All this held together by a story type in film-making: the meet cute form, in which unlikely accidents of meeting lead to romantic involvements.
Background 1: meeting cute. From my 6/26/13 posting “meet cute”, citing OED3 (June 2001):
to meet cute: (in film-makers’ jargon, of two characters) to have an accidental meeting which leads to or is followed by romantic involvement.
In #1, the meeting was the accident of the two flies having appeared in the same restaurant-soup fly joke — who could have predicted that? — and then fallen into a relationship. They met cute.
Background 2: the fly-in-the-soup joke family. From my 10/8/18 posting “Fly formulaicity”, a note on the Bizarro of 10/3/18, about a set-up line for jokes (with a collection of examples):
“Waiter, there’s a fly in my soup”. With many ripostes (and also a related family of waiter-and-food jokes). Don’t know the history, but people have collected the jokes.

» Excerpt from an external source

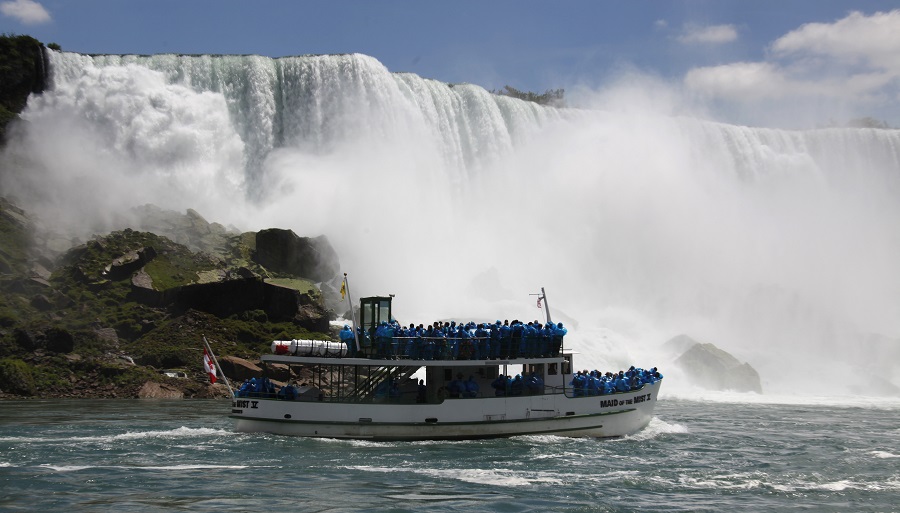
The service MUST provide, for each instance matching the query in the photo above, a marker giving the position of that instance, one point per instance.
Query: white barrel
(281, 347)
(325, 348)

(Just a passing note: the flies in #2 are much closer to 4-limbed human beings than the 6-limbed flies in #1. Which of the two worlds do you take your details from? The cartoonist’s task is not an easy one.)
August 9, 2020 at 7:27 am |
A limerick, apparently anonymous, that was old when I learned it in the early 1950s:
An epicure, dining at Crewe,
found quite a large mouse in his stew.
Said the waiter, “Don’t shout,
or wave it about,
or the rest will be wanting one, too!
August 10, 2020 at 7:18 am |
Also, a joke in the form of a restaurant dialogue:
Querulous costumer: “Waiter, what’s this fly doing in my soup?”
Waiter (after brief examination): “The backstroke, sir.”